“Because I know he has—so do you if you’ll think. There’s very few so fussy and nice about life and its duties and bearings as Jordan Kellock. We all know what he is; and until this happened, nobody respected him more than you. And now he’s done a thing that your conscience and mine don’t approve. But remember this, he’d never have done it if his own conscience hadn’t supported him.”

“It was the devil getting the better of his conscience,” argued Nicholas. “He was always weak, because he was self-righteous, though Lord knows, seeing his foggy religious opinions, none had less reason to be. He had got his own theory of morals seemingly, and since it didn’t come out of the Word, it was worthless as you’d expect. So when the trial came and your daughter—”

“Leave it, there’s a good man. I’m not going to argue upon it. I hope they’ll soon be properly married and this sad business allowed to pass by and be forgot. For the minute it’s up to Ned Dingle, and I’ve been bitter sorry for him, and he knows all I think about it; but there’s no more can be done to right the wrong and ease people who feel like you, till Ned does it.”

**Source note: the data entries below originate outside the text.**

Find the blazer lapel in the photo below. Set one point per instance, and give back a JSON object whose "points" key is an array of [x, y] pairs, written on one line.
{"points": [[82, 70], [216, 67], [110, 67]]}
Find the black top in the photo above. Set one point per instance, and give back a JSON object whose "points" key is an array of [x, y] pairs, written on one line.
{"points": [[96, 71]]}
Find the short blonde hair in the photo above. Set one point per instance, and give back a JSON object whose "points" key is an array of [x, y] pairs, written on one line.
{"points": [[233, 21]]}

“Your heart is speaking against your morals, Lydia, if I may say so.”

“You may say what you like, of course.”

“You can’t rise to the thought that it is painful for some of us to earn our living under the same roof as that man?”

“No,” she said. “I’ve never met the man or woman so bad that I couldn’t work under the same roof with them.”

He shrugged his shoulders.

“It’s doubtfully Christian to be so large-minded in my opinion,” he said. “Do the other women up here think the same?”

“Alice Barefoot will sign; but her brother, Henry, will not.”